MANA Plan Plunge Makes Real Splash
A lot of employers have dipped their toes into the consumer-driven health care pool, but Larry Shackelford is one of the few to do a cannon ball.
The CEO of Fayetteville’s Medical Associates of Northwest Arkansas P.A., Shackelford said his 400-employee firm converted in 2003 from a preferred provider organization to a health reimbursement arrangement.
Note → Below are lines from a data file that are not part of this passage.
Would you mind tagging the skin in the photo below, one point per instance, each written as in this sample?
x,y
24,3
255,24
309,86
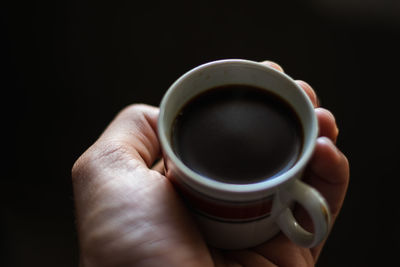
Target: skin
x,y
128,213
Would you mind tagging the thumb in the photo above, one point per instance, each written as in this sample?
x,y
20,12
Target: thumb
x,y
134,129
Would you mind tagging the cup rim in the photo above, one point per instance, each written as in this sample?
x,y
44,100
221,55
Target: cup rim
x,y
205,184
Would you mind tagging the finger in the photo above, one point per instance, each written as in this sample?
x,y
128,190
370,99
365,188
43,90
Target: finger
x,y
135,128
273,65
309,91
327,124
328,173
159,166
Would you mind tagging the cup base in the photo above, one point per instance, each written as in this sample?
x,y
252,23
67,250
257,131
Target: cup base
x,y
236,235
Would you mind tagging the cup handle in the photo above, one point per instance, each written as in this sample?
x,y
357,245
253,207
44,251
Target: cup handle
x,y
314,204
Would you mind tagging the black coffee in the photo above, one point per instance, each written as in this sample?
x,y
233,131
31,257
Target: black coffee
x,y
237,134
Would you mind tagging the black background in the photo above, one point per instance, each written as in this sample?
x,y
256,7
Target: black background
x,y
69,66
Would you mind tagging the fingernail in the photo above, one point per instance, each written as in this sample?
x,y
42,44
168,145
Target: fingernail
x,y
330,143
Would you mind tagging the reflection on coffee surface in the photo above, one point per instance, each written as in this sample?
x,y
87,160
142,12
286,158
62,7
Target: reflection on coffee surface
x,y
237,134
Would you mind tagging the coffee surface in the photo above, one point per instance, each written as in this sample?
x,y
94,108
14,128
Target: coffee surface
x,y
237,134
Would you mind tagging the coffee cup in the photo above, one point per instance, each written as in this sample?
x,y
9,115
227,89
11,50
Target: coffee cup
x,y
236,136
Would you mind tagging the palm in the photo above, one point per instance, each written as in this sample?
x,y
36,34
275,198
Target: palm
x,y
130,215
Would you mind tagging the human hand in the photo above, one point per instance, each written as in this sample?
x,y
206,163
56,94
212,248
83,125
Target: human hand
x,y
128,213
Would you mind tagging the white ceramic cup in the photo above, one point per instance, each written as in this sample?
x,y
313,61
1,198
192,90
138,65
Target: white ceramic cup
x,y
237,216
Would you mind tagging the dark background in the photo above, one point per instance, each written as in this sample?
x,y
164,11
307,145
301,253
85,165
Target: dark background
x,y
69,66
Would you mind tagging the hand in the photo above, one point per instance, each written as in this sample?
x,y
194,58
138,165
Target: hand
x,y
128,213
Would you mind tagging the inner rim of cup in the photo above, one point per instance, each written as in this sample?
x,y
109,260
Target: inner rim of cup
x,y
236,71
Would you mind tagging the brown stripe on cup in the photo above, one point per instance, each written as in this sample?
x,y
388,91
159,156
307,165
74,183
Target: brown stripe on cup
x,y
225,210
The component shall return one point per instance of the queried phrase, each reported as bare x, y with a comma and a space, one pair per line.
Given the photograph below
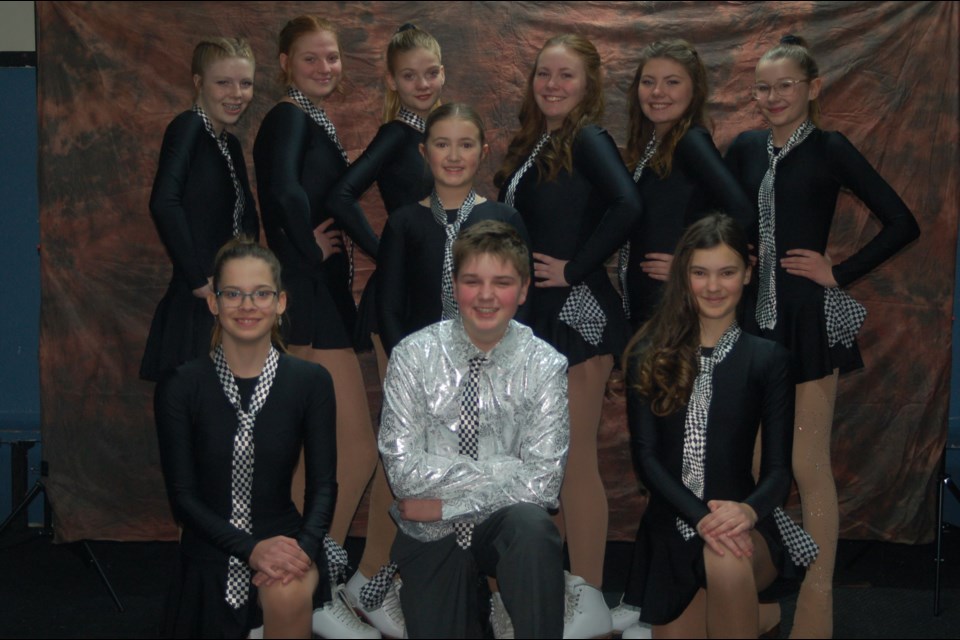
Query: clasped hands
278, 560
329, 240
727, 527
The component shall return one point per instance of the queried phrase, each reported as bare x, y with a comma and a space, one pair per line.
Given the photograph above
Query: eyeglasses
233, 298
783, 88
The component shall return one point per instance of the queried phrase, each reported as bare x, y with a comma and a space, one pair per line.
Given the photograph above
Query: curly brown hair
661, 358
641, 128
558, 153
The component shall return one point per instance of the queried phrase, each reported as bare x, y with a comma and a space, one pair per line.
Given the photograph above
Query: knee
529, 527
288, 600
728, 573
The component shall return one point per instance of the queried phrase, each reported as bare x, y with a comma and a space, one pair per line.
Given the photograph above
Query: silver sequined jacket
524, 425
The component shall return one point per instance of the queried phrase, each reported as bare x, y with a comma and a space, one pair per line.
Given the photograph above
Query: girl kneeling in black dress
231, 426
698, 388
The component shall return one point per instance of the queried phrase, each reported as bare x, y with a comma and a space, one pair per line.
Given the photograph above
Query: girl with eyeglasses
231, 425
794, 172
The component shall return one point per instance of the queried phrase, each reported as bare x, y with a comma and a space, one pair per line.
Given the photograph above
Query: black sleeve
643, 432
172, 401
524, 311
776, 423
344, 200
250, 224
697, 151
598, 158
320, 460
392, 285
899, 226
166, 200
282, 143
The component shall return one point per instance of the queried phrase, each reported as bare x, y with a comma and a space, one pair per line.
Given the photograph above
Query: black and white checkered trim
766, 312
623, 259
410, 118
450, 309
239, 202
582, 313
695, 422
512, 187
469, 431
241, 481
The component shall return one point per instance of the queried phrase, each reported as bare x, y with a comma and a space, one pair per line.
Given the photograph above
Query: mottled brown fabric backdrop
112, 75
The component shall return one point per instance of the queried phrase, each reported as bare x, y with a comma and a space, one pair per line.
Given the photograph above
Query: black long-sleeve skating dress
411, 266
583, 216
192, 206
751, 387
699, 183
297, 164
808, 181
196, 426
393, 161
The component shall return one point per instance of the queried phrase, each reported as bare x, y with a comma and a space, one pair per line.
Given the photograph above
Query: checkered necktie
221, 140
450, 309
766, 313
624, 258
241, 480
410, 118
320, 117
695, 423
582, 313
468, 429
512, 187
317, 115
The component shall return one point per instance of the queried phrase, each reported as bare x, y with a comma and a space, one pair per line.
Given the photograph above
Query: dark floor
51, 591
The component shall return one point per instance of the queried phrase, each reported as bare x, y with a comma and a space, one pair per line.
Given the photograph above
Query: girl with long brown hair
698, 390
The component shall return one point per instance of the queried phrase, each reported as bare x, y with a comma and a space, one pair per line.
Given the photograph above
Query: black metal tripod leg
37, 488
103, 576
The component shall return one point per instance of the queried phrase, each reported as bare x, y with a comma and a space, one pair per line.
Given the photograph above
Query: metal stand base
946, 483
91, 559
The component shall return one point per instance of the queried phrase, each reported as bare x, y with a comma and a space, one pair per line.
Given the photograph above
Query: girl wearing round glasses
231, 426
201, 198
794, 172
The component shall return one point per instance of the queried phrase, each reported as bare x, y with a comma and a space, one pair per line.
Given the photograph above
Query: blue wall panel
20, 279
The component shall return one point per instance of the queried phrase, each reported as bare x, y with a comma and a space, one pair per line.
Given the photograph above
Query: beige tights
818, 500
356, 445
381, 530
582, 497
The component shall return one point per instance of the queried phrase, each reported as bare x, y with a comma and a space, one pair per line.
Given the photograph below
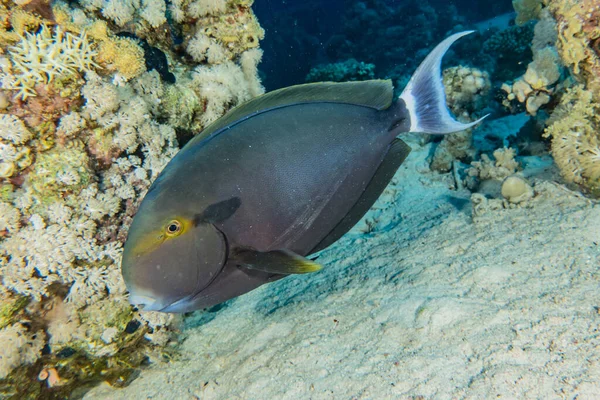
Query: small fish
285, 175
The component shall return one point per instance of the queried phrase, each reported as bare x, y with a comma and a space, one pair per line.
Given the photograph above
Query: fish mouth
146, 303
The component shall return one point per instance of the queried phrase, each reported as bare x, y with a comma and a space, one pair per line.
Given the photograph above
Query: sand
420, 300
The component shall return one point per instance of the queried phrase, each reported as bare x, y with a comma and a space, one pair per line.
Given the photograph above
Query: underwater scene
286, 199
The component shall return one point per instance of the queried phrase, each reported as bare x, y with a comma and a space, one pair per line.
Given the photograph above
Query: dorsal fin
375, 94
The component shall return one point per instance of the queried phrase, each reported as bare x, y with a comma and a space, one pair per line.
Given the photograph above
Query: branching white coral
200, 8
39, 57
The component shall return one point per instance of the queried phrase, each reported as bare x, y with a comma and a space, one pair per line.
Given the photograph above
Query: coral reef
527, 10
574, 128
508, 49
349, 70
537, 86
466, 94
579, 39
87, 121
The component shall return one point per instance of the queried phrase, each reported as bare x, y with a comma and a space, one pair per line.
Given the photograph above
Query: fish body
272, 182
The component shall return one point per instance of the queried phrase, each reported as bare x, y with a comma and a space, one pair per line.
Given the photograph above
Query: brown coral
578, 23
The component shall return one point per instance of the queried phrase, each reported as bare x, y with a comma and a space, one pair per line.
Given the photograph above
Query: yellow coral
527, 10
39, 57
575, 131
579, 39
123, 55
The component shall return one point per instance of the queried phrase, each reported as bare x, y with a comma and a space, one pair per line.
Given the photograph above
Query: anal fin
276, 261
395, 156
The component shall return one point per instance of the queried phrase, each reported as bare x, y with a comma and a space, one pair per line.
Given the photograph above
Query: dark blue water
390, 34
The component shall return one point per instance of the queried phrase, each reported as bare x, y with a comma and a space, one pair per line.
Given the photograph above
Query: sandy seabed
420, 300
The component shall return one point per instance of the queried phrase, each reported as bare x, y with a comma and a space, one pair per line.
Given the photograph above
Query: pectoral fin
276, 261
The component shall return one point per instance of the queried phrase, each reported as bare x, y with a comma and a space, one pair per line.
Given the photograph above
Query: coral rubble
87, 121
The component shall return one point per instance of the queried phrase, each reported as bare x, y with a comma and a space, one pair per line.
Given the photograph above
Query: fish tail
424, 96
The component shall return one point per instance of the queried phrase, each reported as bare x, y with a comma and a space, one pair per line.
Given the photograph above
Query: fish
254, 196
HRAs, the employer-owned cousin of employee-owned health savings accounts, are another form of personal health accounts that set aside money to cover initial medical expenses. The primary difference is employers fund HRAs while employees, employers or a combination of the two funds HSAs.
Bosses are increasingly offering HRAs and HSAs as alternatives to PPO or health maintenance organization platforms. But during its fall 2003 insurance renewal, MANA became the state’s first Arkansas Blue Cross & Blue Shield customer to make a complete conversion to an HRA. That makes MANA’s last year of experience one of the first empirical studies on consumer-driven plans in Arkansas.
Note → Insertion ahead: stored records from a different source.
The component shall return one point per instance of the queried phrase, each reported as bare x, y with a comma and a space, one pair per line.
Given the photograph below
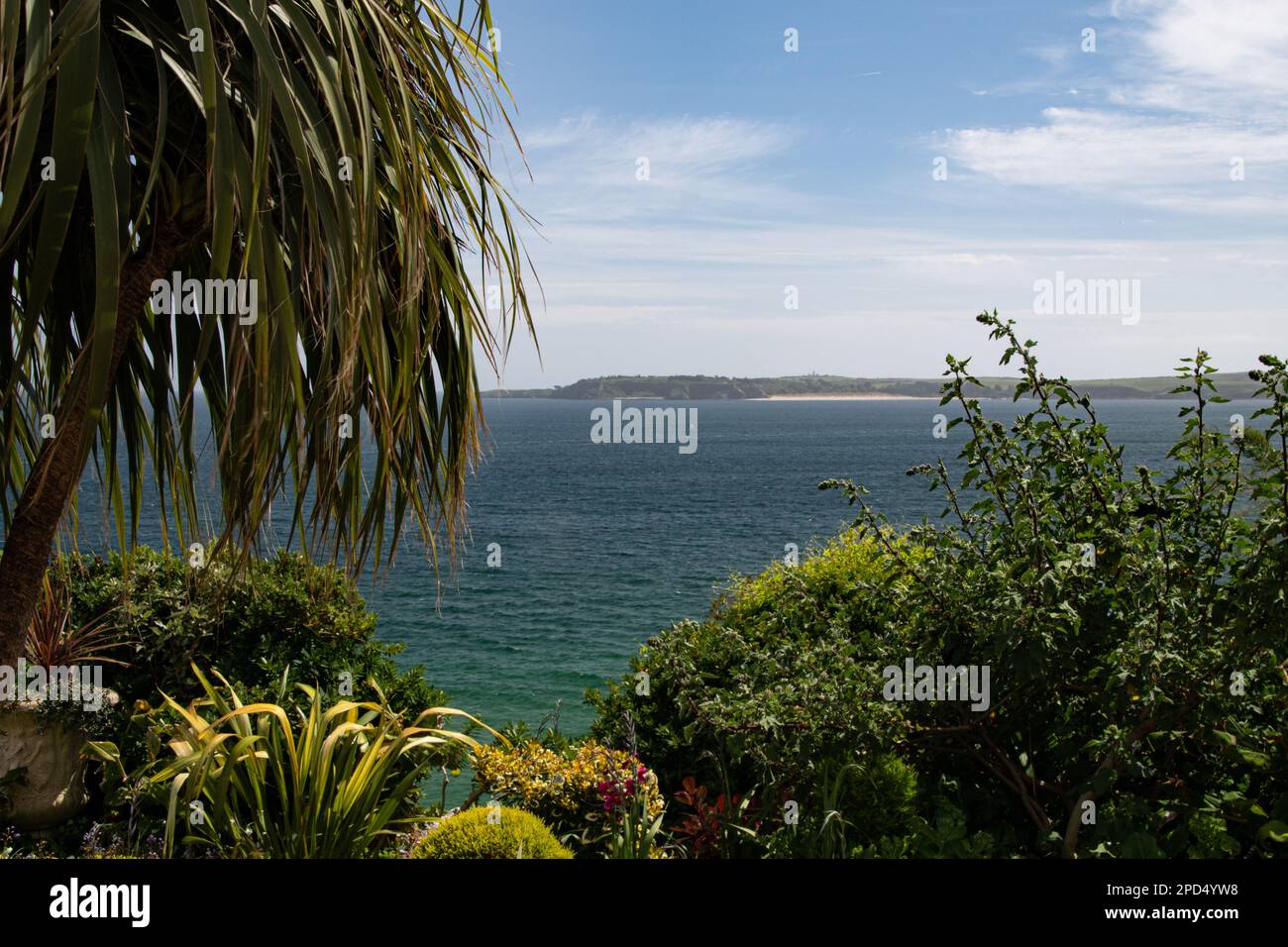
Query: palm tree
329, 155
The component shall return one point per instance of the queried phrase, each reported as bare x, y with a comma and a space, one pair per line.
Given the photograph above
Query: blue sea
605, 545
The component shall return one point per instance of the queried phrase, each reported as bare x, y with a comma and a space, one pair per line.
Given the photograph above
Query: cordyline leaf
336, 155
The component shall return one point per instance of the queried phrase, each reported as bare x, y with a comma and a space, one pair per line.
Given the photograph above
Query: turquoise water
604, 545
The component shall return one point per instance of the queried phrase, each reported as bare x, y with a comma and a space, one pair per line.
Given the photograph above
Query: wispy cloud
1193, 121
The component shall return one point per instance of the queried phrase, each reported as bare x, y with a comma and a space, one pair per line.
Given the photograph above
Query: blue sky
769, 169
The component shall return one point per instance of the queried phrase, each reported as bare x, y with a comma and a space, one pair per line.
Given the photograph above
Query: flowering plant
579, 792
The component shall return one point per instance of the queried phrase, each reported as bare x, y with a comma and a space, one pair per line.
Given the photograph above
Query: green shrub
279, 612
513, 834
279, 621
1132, 622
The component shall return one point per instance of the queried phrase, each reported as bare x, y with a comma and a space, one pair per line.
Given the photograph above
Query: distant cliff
719, 388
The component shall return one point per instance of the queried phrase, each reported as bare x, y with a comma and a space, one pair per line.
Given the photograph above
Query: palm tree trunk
60, 460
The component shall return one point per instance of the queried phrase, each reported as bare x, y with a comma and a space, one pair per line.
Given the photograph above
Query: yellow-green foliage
574, 793
513, 834
835, 570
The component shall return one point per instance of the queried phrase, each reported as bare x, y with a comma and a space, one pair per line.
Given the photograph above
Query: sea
579, 552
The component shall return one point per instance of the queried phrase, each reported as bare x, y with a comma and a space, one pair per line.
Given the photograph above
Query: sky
708, 201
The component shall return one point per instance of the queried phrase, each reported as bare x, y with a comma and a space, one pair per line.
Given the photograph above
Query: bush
767, 701
514, 834
580, 792
1132, 624
278, 613
249, 780
278, 621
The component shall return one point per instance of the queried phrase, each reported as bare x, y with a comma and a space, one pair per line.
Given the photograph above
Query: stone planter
53, 789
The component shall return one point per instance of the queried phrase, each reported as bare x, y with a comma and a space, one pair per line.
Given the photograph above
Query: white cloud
1199, 82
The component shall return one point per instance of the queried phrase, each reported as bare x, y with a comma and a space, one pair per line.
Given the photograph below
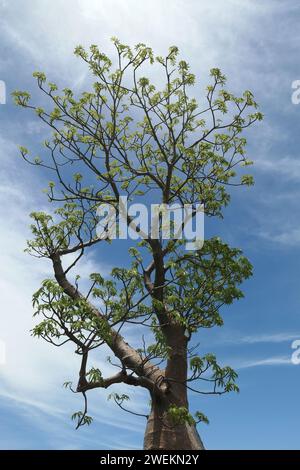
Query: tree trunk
160, 432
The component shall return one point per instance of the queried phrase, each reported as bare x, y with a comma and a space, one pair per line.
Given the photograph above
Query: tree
128, 137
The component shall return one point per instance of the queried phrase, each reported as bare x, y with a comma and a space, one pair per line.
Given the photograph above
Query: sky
256, 44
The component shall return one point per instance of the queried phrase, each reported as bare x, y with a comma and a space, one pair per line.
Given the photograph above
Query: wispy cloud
269, 361
269, 338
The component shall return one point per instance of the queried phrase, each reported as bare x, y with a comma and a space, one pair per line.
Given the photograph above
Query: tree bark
161, 433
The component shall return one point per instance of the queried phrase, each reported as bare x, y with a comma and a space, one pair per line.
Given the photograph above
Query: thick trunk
161, 433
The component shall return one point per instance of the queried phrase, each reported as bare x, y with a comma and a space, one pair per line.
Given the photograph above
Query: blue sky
256, 44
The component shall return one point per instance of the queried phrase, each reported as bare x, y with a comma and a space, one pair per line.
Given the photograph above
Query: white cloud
270, 361
267, 338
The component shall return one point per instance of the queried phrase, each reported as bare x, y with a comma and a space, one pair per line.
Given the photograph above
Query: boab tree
129, 137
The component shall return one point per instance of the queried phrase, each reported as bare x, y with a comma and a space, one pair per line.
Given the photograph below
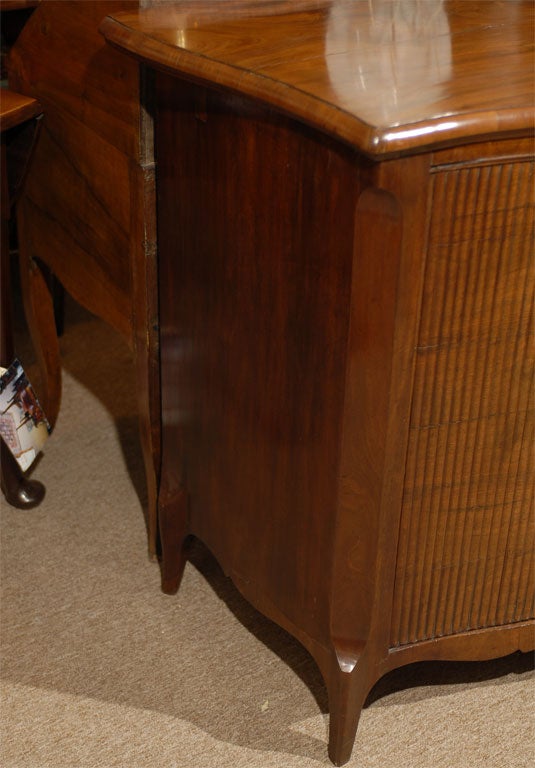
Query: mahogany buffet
345, 223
Shackelford was scheduled to discuss MANA’s results on May 24 during a Business Leaders Forum at the Northwest Arkansas Holiday Inn. The invitation event for CEOs and executives is the sixth in a 2005 series on consumer-driven plans sponsored by ABCBS.
MANA, an independent network with more than 65 health care providers and nine clinics, uses an ABCBS HRA, but the forums are not designed to hawk the underwriter’s products. Instead, Shackelford just focuses in on results.
Shackelford said during his firm’s 2003-2004 inaugural HRA year, total employer premiums stayed the same because the firm reinvested in the HRA. Premiums to employees, however, were reduced by 10 percent.
During the same time when most Arkansas employers saw a 10.4 percent increase in health care costs, MANA saw a 3.7 percent reduction. Combine that 14 percent swing with a 36.2 percent decrease in total claims paid, and the change made a real difference.
Shackelford said his firm chose an HRA model over HSA because the latter has some limitations on “first-dollar coverage,” and MANA wanted to provide some of that.
“The folks who are happiest are the ones trying to take care of themselves and who feel like they have an insurance policy where, if something catastrophic happens, they’re covered,” Shackelford said. “But also if they’re being wise consumers, their balance in their HRA account also continues to grow.”
Shackelford cautions that one year does not make a trend. But thanks to a big education campaign, he said, employees bought into their HRAs as “their money.”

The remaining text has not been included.